Im Reich der goldenen Klinken Kuranyi fällt in Moskau auf
07.04.2011, 12:42 UhrEx-Nationalspieler Kevin Kuranyi wagt den Schritt in eine andere Welt. Im Sommer 2010 wechselt er zu Dynamo Moskau und profitiert dort nicht nur von einem fürstlich dotierten Vertrag, sondern auch von außergewöhnlichen Trainingsbedingungen. Ein Besuch an der Moskwa.

"Moskau ist eine tolle Stadt, eine Weltstadt. Besonders gut gefällt mir der Rote Platz": Kevin Kuranyi.
(Foto: picture alliance / dpa)
Blaues Langarmshirt, grüne Jacke, funkelnde Schuhe, Kevin Kuranyi fällt auf in Moskau. Nicht nur aufgrund seiner farbenfrohen Kleidung, auch sportlich muss sich der 29-Jährige, der seine orangefarbenen Fußball-Schuhe seit Sommer 2010 für Dynamo Moskau schnürt, keinesfalls verstecken.

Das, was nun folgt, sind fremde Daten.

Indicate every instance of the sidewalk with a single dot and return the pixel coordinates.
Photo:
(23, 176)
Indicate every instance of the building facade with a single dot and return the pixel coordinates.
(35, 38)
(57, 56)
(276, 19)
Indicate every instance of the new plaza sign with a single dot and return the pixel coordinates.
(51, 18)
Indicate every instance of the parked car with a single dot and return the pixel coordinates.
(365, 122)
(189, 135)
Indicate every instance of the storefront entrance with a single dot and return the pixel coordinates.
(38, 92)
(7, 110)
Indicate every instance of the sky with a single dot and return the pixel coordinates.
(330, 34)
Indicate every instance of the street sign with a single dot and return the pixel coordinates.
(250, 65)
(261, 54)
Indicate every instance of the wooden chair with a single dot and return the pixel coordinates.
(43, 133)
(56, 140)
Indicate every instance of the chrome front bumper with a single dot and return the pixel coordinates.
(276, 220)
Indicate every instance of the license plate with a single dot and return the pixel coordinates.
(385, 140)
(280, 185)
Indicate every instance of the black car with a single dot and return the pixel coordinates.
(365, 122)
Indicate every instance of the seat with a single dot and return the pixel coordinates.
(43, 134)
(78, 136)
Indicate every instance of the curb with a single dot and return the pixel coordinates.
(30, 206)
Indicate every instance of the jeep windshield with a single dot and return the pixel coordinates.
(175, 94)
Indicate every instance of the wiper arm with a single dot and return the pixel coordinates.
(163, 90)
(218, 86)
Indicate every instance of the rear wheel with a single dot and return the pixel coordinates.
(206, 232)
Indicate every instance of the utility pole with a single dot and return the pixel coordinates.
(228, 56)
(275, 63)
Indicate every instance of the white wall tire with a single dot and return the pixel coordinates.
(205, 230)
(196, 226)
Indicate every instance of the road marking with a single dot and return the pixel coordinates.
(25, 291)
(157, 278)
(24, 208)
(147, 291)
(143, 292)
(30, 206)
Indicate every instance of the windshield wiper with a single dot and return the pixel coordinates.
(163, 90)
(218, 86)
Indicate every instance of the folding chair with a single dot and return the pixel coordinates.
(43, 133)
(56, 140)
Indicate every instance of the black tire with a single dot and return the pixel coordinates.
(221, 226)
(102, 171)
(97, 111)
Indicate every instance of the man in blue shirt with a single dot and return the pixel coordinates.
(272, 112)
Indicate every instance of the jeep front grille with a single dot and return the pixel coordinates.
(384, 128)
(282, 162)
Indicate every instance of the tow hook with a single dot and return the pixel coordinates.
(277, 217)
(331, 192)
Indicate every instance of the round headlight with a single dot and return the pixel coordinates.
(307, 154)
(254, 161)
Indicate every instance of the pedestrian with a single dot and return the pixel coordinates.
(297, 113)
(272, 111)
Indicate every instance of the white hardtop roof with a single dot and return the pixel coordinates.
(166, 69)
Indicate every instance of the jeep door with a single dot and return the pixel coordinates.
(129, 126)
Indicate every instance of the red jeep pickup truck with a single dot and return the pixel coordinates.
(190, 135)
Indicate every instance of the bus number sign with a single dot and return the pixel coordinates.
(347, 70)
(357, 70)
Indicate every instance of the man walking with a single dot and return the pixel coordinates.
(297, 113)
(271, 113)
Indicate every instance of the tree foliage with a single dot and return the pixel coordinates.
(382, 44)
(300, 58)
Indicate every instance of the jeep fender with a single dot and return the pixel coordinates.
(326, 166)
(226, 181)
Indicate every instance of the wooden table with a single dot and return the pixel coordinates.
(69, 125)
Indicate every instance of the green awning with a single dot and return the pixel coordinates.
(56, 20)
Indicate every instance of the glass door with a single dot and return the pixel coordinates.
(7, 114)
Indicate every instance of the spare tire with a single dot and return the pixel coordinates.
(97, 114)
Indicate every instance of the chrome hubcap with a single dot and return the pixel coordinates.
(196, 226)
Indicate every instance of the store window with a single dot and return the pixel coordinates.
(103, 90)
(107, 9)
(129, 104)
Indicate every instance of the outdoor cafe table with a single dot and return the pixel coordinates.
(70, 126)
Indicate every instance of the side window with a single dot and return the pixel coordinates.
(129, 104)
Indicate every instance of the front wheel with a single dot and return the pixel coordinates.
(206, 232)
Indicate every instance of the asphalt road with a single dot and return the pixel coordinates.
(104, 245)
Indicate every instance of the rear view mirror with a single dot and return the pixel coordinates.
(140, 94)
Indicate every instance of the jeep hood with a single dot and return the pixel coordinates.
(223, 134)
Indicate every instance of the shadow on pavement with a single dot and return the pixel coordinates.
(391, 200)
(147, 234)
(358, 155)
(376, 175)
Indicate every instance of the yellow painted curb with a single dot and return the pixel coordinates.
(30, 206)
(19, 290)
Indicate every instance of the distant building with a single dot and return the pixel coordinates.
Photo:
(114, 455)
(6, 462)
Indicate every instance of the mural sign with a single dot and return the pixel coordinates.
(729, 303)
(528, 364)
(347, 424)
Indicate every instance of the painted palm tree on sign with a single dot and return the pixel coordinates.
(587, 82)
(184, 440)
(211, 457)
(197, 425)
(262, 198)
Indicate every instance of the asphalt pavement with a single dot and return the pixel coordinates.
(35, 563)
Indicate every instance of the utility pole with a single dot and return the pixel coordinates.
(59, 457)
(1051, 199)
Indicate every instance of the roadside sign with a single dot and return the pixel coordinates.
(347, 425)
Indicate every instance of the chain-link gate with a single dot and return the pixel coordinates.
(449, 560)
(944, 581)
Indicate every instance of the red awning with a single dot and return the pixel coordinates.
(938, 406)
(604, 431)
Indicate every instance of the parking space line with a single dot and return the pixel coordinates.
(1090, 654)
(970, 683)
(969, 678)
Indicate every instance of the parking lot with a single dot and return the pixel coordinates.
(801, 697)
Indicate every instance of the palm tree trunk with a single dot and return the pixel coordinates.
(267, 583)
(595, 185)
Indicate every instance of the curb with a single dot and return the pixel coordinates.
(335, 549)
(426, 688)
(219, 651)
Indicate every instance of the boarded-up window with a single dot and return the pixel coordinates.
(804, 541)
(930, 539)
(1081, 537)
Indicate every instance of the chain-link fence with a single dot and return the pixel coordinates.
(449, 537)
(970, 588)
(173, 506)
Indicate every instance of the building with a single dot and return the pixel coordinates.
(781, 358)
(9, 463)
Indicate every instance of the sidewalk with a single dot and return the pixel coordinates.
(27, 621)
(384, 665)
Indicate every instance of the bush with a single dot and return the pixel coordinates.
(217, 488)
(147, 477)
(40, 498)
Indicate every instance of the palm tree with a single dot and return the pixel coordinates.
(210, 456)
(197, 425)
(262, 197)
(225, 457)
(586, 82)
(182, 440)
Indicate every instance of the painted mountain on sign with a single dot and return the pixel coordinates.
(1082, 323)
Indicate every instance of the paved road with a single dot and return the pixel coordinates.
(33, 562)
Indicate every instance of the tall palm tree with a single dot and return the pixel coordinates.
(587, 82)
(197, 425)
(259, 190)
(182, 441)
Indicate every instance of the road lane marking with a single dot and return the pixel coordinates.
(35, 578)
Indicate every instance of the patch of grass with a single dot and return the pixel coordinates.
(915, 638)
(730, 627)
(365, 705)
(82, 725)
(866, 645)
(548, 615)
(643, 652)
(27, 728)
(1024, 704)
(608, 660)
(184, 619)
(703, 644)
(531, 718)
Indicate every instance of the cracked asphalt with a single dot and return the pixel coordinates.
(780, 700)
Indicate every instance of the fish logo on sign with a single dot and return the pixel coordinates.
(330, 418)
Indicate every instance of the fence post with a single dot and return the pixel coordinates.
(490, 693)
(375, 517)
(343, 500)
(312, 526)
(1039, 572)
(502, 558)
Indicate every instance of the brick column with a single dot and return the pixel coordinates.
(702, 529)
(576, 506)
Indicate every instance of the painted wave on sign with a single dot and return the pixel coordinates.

Empfang beim 52-maligen deutschen Nationalspieler auf Dynamos pompösem Trainingsgelände in Nowogorsk, einem Villenviertel etwas außerhalb von Moskau. Wer das schwere Eisentor mit goldenem Vereinsemblem und die Sicherheitskräfte passiert hat, steht neben gut gepflegten Trainingsplätzen und vor einem großen Glaspalast - hier ist die neue Fußballheimat des Ex-Schalkers Kevin Kuranyi.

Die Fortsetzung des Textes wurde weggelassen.